NPR - In Detroit, tens of thousands of people are facing a deadline Tuesday that could cost some of them their homes. That's when homeowners have to make arrangements to either pay delinquent property taxes — or risk losing their home at a county auction.
When Detroit emerged from bankruptcy last year, it did so with a razor-thin financial cushion. It desperately needs every bit of tax revenue it can muster.
Earlier this year, county officials sent out 72,000 foreclosure notices to homeowners behind on property taxes — 62,000 of them in Detroit alone. They say about 18,000 of these properties are occupied, but fewer than half of those homeowners have paid all of their tax.
So officials like City Councilman Gabe Leland are knocking on doors in Detroit neighborhoods, reminding residents that the window to pay taxes is quickly closing.
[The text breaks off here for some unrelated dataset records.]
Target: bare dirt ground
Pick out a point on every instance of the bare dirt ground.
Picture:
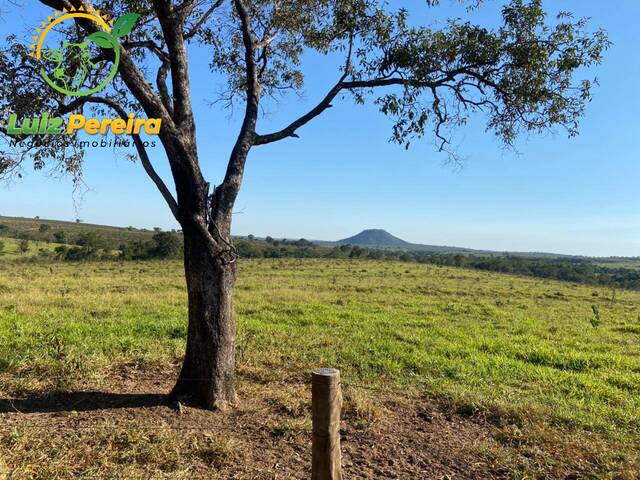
(126, 429)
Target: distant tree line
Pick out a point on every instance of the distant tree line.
(569, 269)
(90, 245)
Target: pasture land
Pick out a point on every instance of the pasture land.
(471, 374)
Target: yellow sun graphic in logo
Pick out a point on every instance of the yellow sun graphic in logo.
(71, 65)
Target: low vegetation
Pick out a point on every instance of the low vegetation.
(553, 366)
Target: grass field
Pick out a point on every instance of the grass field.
(551, 366)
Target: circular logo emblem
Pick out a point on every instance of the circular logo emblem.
(78, 68)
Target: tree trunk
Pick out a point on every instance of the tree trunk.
(207, 378)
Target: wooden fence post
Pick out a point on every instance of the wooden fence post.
(326, 405)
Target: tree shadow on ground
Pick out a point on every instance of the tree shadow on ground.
(81, 402)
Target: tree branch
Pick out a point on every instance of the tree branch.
(139, 144)
(193, 31)
(225, 195)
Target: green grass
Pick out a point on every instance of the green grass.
(112, 235)
(11, 248)
(509, 348)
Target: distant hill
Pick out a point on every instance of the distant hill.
(375, 238)
(378, 238)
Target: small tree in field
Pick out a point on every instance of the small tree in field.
(23, 246)
(429, 80)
Wayne State University professor John Mogk says speculators have been gobbling up Detroit for decades, gambling that new development will dramatically increase property values. "What's unique in Detroit is the scale of the problem," Mogk says.
He says other investors buy deteriorating buildings for as little as $500 apiece and then rent them as is.
"And so a great many of these properties are being purchased by what previously we would call slumlords," he adds. "And they're being rented without being brought up to the city code, and milked, and eventually they may stop paying taxes. And as the homes become uninhabitable they will again revert to the city.